Ricardo Marqués
En 1817 el barón Karl Drais presentó en la ciudad alemana de Mannheim su «laufmaschine» o «máquina andante», primer antecedente de la bicicleta. Son pocos los productos del ingenio humano que resisten 200 años y siguen siendo tan modernos. La bicicleta, heredera de la draisiana, fue en la época de entreguerras y en el periodo siguiente a la segunda guerra mundial el vehículo por excelencia de la clase trabajadora. Solo el imparable auge del automóvil a partir de 1950 la desbancó en los países que se llaman a sí mismos «desarrollados», hasta prácticamente expulsarla de la movilidad cotidiana. Pero, tras la primera crisis del petróleo en 1970, la bicicleta comienza a resurgir en algunas naciones como Holanda o Dinamarca, hasta convertirse en un icono de dichos países y en un elemento indispensable de cualquier política de movilidad urbana que merezca llamarse sostenible.

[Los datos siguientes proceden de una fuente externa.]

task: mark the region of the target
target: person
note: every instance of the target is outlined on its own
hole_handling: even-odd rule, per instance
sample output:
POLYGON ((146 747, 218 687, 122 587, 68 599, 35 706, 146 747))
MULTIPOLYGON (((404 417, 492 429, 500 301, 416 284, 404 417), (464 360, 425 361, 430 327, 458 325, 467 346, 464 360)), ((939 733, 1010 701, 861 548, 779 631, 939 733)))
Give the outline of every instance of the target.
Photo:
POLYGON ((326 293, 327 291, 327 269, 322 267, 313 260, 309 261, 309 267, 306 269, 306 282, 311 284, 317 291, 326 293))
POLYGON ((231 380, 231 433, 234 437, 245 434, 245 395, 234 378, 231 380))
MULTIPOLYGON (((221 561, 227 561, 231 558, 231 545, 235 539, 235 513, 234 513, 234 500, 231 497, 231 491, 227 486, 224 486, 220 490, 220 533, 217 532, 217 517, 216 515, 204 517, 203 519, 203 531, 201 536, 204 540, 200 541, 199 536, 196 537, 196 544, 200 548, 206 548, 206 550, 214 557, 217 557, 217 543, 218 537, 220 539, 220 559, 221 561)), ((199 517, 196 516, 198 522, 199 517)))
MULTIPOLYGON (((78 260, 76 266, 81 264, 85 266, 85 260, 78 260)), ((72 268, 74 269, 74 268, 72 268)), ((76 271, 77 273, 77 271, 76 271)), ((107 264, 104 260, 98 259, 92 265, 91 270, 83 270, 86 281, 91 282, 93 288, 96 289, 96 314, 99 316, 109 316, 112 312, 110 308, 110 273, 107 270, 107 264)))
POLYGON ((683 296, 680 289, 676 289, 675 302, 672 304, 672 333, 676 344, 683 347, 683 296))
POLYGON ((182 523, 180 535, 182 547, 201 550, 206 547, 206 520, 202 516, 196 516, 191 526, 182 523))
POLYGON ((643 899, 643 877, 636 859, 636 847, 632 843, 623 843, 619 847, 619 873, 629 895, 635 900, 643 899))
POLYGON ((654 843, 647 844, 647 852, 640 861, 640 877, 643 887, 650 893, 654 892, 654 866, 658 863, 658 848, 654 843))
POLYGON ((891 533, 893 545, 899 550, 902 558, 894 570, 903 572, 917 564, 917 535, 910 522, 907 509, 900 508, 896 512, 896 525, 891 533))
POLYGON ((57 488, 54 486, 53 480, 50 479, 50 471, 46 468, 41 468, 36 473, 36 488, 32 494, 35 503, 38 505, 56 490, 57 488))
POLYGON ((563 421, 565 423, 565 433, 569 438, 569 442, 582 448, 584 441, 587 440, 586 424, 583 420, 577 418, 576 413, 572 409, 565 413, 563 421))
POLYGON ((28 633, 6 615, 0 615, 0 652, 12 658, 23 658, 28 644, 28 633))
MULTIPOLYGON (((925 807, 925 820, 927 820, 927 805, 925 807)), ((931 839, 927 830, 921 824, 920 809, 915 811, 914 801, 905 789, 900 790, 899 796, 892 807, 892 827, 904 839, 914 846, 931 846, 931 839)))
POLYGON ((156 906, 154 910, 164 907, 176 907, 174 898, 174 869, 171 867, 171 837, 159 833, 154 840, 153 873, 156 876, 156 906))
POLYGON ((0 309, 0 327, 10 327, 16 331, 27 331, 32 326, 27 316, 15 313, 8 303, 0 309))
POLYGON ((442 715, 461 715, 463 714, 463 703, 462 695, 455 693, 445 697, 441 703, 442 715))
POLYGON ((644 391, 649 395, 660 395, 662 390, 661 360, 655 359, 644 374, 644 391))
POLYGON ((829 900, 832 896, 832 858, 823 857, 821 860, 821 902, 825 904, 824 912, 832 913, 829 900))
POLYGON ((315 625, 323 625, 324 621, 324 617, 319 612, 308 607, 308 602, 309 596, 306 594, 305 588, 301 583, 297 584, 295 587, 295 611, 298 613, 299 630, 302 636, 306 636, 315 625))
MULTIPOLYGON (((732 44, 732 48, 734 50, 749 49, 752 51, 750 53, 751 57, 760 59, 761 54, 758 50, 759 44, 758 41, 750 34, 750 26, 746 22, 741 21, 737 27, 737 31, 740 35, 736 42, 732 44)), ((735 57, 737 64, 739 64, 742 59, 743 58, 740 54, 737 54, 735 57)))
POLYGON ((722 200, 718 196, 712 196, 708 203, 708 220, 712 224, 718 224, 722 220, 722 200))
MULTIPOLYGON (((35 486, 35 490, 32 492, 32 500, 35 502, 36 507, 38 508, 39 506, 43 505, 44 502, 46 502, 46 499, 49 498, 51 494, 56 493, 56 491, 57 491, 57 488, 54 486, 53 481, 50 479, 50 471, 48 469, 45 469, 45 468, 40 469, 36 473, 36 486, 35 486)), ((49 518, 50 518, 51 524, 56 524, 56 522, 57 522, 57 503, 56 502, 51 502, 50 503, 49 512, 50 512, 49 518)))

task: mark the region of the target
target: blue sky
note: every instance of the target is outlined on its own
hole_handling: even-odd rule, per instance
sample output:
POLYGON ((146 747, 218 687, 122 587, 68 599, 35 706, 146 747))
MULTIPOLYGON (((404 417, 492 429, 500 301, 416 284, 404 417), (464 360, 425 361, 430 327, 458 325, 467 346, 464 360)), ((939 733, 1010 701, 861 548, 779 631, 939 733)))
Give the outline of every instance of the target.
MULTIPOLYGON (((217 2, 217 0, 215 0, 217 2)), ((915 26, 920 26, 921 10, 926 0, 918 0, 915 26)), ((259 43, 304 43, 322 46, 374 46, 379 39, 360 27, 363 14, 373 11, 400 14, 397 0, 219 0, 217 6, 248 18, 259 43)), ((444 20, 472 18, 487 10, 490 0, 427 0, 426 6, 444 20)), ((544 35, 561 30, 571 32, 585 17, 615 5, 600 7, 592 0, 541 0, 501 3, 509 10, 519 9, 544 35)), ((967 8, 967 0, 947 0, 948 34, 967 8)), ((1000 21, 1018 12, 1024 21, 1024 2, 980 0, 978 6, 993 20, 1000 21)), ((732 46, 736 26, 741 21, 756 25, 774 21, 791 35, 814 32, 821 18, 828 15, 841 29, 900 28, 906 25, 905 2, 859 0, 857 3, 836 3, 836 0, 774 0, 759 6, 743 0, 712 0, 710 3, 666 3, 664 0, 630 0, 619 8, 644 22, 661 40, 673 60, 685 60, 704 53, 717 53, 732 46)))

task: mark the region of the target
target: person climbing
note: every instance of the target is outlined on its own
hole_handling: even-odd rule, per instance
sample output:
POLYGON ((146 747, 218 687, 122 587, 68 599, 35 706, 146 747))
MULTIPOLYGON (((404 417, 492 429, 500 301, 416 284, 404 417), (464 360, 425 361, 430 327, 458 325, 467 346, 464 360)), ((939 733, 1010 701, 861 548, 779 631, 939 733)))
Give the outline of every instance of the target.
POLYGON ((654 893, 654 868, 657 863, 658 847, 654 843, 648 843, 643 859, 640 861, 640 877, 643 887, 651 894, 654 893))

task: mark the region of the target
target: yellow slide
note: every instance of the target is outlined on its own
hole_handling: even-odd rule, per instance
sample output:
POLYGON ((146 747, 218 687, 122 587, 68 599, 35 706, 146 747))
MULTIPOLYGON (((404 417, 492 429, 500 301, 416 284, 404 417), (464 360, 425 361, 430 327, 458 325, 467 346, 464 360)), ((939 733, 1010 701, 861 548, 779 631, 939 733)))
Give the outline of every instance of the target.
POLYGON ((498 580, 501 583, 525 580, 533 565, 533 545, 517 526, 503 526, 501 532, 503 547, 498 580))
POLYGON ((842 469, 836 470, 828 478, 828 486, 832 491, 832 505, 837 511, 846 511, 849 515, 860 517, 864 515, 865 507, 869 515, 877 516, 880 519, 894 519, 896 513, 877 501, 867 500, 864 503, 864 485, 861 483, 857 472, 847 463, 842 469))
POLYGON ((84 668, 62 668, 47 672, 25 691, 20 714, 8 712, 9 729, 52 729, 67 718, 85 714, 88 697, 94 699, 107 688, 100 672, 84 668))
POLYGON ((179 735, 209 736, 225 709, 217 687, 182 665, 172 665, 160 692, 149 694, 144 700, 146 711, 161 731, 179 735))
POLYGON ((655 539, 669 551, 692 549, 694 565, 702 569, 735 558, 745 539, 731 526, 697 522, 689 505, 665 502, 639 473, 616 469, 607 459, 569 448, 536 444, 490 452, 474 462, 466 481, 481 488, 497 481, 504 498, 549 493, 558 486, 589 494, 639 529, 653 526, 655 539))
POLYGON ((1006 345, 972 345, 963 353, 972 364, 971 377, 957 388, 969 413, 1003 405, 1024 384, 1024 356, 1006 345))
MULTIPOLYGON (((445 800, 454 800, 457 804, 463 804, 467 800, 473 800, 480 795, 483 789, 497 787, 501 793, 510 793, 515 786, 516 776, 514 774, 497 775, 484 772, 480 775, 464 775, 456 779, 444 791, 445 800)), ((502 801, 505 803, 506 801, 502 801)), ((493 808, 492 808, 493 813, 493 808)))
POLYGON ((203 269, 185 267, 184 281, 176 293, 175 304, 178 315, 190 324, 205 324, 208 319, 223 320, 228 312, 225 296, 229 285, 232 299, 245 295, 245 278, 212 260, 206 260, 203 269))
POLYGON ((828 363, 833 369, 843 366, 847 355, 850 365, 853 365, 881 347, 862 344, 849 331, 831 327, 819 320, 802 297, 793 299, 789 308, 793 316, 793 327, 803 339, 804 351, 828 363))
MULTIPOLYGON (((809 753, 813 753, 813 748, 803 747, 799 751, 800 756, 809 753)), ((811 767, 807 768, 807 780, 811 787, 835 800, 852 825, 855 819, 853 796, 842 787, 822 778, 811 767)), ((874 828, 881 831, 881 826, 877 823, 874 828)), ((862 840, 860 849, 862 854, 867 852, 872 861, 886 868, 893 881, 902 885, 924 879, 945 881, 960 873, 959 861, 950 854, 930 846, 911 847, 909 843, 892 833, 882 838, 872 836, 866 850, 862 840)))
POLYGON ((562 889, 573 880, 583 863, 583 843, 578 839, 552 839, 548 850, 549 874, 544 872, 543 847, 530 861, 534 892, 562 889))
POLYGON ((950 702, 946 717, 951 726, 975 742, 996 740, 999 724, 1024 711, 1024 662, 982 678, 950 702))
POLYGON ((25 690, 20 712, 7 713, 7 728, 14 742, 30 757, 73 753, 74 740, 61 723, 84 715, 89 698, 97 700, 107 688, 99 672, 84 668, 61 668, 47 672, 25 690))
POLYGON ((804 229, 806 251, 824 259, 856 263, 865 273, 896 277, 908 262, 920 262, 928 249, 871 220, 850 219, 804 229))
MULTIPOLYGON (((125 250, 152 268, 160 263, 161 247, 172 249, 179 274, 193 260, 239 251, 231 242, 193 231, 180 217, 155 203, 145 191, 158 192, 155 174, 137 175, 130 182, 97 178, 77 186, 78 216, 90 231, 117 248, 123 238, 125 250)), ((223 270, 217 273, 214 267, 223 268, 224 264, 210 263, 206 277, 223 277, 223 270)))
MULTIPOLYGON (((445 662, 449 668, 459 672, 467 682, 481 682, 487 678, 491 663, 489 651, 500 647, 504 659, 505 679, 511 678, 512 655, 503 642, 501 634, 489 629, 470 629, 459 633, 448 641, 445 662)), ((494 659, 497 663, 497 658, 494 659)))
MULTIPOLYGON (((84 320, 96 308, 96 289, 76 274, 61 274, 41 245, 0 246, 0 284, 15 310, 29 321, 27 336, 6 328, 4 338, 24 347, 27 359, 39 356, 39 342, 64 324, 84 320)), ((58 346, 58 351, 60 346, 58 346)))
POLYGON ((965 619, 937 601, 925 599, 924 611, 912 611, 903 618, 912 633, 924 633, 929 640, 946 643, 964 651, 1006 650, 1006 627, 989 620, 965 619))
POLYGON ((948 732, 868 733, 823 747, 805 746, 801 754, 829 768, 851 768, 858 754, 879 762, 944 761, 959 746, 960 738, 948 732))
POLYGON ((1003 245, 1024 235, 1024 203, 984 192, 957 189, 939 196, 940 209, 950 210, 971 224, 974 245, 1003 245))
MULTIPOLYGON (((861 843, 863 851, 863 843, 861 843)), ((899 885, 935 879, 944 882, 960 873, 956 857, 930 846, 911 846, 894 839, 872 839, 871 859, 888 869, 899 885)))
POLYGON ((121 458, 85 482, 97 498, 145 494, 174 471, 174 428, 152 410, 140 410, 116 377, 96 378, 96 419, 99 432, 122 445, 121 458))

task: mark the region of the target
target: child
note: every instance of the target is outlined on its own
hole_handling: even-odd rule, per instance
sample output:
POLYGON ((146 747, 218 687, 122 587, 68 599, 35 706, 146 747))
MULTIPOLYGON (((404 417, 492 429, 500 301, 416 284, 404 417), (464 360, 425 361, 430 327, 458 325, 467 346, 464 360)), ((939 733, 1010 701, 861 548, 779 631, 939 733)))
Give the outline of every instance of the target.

Pero, como escribiera Cortázar (Vietato Introdurre Biciclette, 1962):
“En los bancos y casas de comercio de este mundo a nadie le importa un pito que alguien entre con un repollo bajo el brazo, o con un tucán, o soltando de la boca como un piolincito las canciones que me enseñó mi madre, o llevando de la mano un chimpancé con tricota a rayas. Pero apenas una persona entra con una bicicleta se produce un revuelo excesivo, y el vehículo es expulsado con violencia a la calle mientras su propietario recibe admoniciones vehementes de los empleados de la casa…”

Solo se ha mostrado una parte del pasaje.